# Got my custom bicycle license plate. SWEEEEEEEEEEEEEEEEEEEEEEEEEEEEET



## Sped Man (Jun 28, 2013)

I would like to thank Freqman1 for recommending this guy to me. The guy makes bicycle license plates out of aluminum and they are embossed. The ebay address is http://rover.ebay.com/rover/1/711-5...0001&campid=5335809022&icep_item=360513324201. Did I mention they are affordable! Under $7 for a custom plate. 

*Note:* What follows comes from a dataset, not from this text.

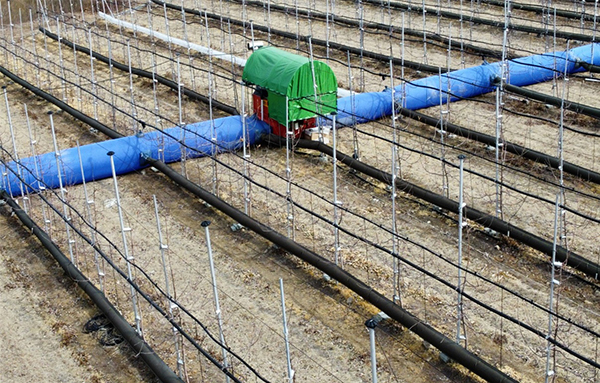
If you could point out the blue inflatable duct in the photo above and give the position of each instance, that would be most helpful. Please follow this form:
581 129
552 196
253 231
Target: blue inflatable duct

Here is just one of several I will be ordering soon:


----------



## Freqman1 (Jun 28, 2013)

Cool--gives that Monark a personal touch! I'm alos going to get more made. You can get any state and up to eight letters. The only downside is that they only come blue/white or blue/yellow depending on state but that can be fixed! V/r Shawn


----------



## Sped Man (Jun 28, 2013)

Freqman1 said:


> Cool--gives that Monark a personal touch! I'm alos going to get more made. You can get any state and up to eight letters. The only downside is that they only come blue/white or blue/yellow depending on state but that can be fixed! V/r Shawn




The color choice is a downer but the upside is he can do custom plates as long as it is only 8 letters. Once again thanks Freqman1 for your help in the matter. I will be ordering at least 7 more next week. I wish he offered license plate holders too. I need at least 12.  I found one this time but finding another is a pain!


----------



## Sped Man (Jun 28, 2013)

Bump bump bump bump her up!


----------



## Sped Man (Jul 3, 2013)

bump bump bump bump. Just a reminder. If you are looking for a custom bicycle license plate in  aluminum and embossed this is your man.


----------



## bike_lane (Jul 5, 2013)

Too bad he doesn't make ones for Canada!


----------



## Rustafari (Jul 5, 2013)

That's cool!  Wish I could do the same but my screen name is 9 characters. Oh well.


----------



## Sped Man (Jul 8, 2013)

I picked up a few more for my other bikes. I got them within a week.


----------



## Sped Man (Aug 28, 2013)

Just had to bump it up again. This guy is great to deal with. For those who are looking for a custom touch to their vintage bike this is it.


----------